On Fri, 2021-01-29 at 09:23 +0100, Michal Hocko wrote:
On Thu 28-01-21 13:05:02, James Bottomley wrote:
Obviously the API choice could be revisited but do you have anything to add over the previous discussion, or is this just to get your access control?
Well, access control is certainly one thing which I still believe is missing. But if there is a general agreement that the direct map manipulation is not that critical then this will become much less of a problem of course.
The secret memory is a scarce resource but it's not a facility that should only be available to some users.
It all boils down whether secret memory is a scarce resource. With the existing implementation it really is. It is effectivelly repeating same design errors as hugetlb did. And look now, we have a subtle and convoluted reservation code to track mmap requests and we have a cgroup controller to, guess what, have at least some control over distribution if the preallocated pool. See where am I coming from?
I'm fairly sure rlimit is the correct way to control this. The subtlety in both rlimit and memcg tracking comes from deciding to account under an existing category rather than having our own new one. People don't like new stuff in accounting because it requires modifications to everything in userspace. Accounting under and existing limit keeps userspace the same but leads to endless arguments about which limit it should be under. It took us several patch set iterations to get to a fragile consensus on this which you're now disrupting for reasons you're not making clear.

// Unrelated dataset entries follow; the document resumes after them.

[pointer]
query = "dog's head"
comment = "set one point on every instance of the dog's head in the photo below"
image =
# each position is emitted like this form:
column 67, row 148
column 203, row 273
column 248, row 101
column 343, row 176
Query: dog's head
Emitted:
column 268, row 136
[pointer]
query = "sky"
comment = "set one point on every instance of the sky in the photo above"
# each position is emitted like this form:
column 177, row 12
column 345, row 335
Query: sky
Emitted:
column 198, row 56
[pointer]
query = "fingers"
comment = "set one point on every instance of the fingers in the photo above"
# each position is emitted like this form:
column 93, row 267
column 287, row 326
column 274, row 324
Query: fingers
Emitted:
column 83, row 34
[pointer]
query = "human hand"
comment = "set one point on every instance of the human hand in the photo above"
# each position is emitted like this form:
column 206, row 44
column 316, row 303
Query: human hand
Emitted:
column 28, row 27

If the secret memory is more in line with mlock without any imposed limit (other than available memory) in the end then, sure, using the same access control as mlock sounds reasonable. Btw. if this is really just a more restrictive mlock then is there any reason to not hook this into the existing mlock infrastructure (e.g. MCL_EXCLUSIVE)? Implications would be that direct map would be handled on instantiation/tear down paths, migration would deal with the same (if possible). Other than that it would be mlock like.

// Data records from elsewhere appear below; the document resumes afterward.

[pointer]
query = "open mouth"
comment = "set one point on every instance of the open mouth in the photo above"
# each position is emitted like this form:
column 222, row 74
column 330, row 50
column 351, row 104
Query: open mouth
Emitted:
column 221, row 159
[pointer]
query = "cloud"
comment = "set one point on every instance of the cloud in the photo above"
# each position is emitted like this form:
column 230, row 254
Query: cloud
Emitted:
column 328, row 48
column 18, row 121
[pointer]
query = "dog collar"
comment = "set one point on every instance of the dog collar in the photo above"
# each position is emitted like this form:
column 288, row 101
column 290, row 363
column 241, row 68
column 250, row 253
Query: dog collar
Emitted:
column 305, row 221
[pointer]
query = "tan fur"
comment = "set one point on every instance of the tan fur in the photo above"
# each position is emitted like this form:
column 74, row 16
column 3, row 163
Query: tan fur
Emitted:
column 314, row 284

In the very first patch set we proposed a mmap flag to do this. Under detailed probing it emerged that this suffers from several design problems: the KVM people want VMM to be able to remove the secret memory range from the process; there may be situations where sharing is useful and some people want to be able to seal the operations. All of this ended up convincing everyone that a file descriptor based approach was better than a mmap one.
James